VIA PRESS RELEASE | “Pete Silverton’s passionate voice about music lives ever on in this transatlantic voyage between two seminal ports of rock and roll call and response. Illuminating paired music scenes through their iconic anthems, he reveals similarities and differences with a fan’s ear-witness to the process of creation and how geography affects the geology of rock as it begins to roll. —Lenny Kaye, author, producer, musician
How’s this for a surprising musical coincidence: Frank Sinatra cut his version of “New York, New York” within weeks of the Clash recording “London Calling” in 1979. That nearly simultaneous expression of optimistic striving and dystopic modernity is the jumping-off point for London Calling New York New York, a tale of two cities and two songs that came to exemplify them. Peter Silverton, the veteran English author and journalist who died in 2023, did numerous interviews and in-depth research to dig deep into the history and impact of the two songs on their respective cities. Combining musical scholarship, cultural analysis and personal memoir, London Calling New York New York is rich with wit, fascinating detail, and scholarly insight.
Although the book is about two popular songs from two different cultures, it also addresses nostalgia, mythmaking, family, crime, war, art, terrorism, politics, film, fidelity, and propaganda. From the Great Fire of London to a White Castle in the Bronx, from the Thames to the Hudson, Joe Strummer to George Gershwin, Noel Coward to Jay-Z, Primrose Hill to Yankee Stadium, Maggie Thatcher to Fiorello La Guardia, Silverton marshals connections and coincidences to illuminate the creative process and its enduring cultural impact.
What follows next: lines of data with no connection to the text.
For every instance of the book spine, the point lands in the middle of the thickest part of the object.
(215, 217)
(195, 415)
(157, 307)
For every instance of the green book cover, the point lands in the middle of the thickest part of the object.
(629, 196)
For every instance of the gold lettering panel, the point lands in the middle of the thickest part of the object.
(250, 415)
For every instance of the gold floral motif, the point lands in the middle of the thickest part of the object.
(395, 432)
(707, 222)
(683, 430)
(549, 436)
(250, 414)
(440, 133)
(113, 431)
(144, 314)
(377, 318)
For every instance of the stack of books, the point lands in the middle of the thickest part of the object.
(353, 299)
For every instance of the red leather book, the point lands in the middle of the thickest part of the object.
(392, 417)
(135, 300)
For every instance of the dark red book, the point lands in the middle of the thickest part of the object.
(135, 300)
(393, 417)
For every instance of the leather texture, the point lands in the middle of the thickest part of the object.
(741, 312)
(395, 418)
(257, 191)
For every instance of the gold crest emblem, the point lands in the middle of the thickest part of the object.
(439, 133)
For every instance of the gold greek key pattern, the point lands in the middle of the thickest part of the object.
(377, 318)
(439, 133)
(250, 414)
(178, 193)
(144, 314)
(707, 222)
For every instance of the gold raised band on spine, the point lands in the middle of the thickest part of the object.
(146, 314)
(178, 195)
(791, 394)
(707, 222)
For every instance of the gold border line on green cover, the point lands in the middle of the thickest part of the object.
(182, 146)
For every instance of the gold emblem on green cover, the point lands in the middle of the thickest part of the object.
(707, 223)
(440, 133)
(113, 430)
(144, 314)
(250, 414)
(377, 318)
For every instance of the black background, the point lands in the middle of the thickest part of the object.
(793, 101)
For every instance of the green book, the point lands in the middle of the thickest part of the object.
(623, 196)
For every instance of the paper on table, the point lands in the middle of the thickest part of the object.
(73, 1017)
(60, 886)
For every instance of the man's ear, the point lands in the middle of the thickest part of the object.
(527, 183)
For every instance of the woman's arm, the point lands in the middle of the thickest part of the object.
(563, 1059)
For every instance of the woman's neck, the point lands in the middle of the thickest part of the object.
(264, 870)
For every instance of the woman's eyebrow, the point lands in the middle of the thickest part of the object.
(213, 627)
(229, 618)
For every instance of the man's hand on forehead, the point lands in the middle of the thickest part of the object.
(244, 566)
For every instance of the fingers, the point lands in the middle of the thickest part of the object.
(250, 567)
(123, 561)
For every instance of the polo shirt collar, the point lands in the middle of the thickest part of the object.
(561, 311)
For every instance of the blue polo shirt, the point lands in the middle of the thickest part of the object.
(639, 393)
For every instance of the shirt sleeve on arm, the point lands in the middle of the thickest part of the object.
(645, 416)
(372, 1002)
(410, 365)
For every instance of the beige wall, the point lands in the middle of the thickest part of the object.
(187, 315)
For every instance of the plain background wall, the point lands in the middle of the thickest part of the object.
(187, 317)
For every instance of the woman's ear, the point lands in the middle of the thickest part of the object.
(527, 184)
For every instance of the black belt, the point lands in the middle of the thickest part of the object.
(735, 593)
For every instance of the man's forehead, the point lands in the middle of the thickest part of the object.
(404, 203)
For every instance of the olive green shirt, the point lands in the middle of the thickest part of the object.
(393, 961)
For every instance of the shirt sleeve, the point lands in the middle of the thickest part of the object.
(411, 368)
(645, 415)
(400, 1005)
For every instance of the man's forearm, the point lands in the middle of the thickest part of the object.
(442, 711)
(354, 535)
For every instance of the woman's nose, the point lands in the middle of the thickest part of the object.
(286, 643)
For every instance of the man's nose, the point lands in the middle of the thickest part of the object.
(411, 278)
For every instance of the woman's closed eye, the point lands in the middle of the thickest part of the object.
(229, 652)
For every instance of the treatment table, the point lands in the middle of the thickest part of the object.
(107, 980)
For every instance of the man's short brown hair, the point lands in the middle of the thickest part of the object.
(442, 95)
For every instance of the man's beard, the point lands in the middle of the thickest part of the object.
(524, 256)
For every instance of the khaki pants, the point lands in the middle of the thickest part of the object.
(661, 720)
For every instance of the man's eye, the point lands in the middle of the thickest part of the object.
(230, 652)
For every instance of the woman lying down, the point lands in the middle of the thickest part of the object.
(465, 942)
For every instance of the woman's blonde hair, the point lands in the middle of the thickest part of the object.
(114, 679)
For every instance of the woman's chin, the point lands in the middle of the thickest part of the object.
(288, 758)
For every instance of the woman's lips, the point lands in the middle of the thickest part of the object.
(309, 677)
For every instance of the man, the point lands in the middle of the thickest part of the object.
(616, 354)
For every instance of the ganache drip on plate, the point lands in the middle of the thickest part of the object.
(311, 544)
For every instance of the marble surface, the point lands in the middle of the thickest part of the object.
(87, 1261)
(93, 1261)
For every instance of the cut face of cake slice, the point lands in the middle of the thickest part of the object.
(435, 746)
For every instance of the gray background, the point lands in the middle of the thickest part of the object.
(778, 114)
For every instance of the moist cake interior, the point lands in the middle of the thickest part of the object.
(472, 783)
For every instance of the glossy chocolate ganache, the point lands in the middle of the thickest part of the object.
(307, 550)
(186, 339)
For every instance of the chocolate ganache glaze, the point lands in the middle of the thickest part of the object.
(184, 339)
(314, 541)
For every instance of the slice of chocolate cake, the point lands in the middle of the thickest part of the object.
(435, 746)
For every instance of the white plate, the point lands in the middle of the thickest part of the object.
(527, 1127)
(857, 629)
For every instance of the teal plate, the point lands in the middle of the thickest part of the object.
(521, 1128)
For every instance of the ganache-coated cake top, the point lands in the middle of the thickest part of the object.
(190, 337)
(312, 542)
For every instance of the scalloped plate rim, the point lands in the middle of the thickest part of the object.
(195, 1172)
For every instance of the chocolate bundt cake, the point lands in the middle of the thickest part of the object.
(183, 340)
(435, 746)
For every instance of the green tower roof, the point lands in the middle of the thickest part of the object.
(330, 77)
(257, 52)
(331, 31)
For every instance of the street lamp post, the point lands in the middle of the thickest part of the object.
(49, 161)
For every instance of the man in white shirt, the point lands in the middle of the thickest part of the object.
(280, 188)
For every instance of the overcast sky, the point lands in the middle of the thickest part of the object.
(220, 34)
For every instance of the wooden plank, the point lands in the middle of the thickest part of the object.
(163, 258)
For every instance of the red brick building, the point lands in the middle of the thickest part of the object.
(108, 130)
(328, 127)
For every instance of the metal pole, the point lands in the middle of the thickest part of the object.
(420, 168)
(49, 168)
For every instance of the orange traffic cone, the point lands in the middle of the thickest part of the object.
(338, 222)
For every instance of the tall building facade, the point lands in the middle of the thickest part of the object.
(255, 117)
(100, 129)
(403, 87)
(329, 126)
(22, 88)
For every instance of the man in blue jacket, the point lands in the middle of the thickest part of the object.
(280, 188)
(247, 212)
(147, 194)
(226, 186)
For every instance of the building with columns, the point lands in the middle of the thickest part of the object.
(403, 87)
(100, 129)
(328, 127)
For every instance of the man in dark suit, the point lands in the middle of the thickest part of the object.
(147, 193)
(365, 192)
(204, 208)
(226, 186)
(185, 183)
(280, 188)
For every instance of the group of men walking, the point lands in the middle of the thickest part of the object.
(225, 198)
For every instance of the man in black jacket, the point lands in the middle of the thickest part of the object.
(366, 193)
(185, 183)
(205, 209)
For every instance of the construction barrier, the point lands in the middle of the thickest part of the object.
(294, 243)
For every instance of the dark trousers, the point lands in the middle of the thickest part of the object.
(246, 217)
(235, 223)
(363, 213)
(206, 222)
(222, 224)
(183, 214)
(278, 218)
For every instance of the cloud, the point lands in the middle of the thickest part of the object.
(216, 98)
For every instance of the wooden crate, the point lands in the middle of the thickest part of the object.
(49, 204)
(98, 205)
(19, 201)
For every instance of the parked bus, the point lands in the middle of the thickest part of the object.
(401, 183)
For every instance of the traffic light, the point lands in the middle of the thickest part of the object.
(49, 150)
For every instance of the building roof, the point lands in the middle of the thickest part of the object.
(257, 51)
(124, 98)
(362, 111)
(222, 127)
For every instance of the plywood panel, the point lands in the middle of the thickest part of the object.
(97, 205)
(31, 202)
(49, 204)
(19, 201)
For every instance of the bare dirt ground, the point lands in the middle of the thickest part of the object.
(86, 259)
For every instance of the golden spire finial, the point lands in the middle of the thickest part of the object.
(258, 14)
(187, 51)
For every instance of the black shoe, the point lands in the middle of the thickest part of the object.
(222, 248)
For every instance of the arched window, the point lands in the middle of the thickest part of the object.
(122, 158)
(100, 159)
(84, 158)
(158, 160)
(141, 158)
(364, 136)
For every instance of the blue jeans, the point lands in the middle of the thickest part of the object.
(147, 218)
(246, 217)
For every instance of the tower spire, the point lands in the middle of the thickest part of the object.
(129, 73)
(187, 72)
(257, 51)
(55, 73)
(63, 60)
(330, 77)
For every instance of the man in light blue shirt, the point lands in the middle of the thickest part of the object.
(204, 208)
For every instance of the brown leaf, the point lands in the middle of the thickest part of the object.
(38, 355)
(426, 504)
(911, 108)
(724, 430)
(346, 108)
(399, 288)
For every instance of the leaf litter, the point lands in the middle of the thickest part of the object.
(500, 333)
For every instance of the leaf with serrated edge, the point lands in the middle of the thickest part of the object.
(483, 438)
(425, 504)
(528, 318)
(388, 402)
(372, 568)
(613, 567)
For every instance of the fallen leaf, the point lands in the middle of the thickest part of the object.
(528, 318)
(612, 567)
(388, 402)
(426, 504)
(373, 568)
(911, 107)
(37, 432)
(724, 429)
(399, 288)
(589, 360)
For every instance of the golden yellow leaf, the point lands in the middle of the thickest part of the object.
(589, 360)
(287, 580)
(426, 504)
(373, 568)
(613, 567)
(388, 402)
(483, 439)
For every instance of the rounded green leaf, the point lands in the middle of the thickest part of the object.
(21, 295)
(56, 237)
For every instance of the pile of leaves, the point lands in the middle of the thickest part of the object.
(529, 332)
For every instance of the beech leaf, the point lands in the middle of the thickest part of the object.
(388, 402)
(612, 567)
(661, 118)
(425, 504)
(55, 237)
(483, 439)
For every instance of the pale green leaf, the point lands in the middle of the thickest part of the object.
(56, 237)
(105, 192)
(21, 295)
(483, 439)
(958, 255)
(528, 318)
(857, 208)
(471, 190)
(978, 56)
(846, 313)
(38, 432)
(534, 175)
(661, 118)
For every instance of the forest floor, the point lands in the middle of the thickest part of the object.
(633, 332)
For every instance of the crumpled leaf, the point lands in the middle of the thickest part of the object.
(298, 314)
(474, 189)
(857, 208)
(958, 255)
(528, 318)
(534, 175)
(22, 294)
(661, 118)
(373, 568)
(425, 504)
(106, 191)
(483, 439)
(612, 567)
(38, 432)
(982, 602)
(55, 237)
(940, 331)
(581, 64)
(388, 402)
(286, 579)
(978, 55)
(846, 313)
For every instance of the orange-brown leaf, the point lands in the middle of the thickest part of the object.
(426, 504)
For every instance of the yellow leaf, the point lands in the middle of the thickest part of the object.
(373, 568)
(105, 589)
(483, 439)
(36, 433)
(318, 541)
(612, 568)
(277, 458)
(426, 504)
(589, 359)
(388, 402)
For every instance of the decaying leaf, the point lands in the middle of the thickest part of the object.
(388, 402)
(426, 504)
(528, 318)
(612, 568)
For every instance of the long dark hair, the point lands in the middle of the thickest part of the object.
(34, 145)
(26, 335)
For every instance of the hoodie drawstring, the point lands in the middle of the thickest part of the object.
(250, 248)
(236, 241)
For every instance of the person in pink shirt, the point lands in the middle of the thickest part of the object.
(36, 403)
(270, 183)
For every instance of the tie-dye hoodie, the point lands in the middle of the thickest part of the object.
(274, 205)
As Silverton writes in his author’s note, “This is a story about two songs and the cities they came to represent, those songs’ writers, the two cities’ many other emblematic songs (and their writers) and the two metropolitan cultures: their differences and their similarities. It’s also a personal story: mine. It reaches back to my decades-long light friendship with Joe Strummer, my presence at several significant early performances of ‘London Calling’ and at Joe’s West London cremation in December 2002.”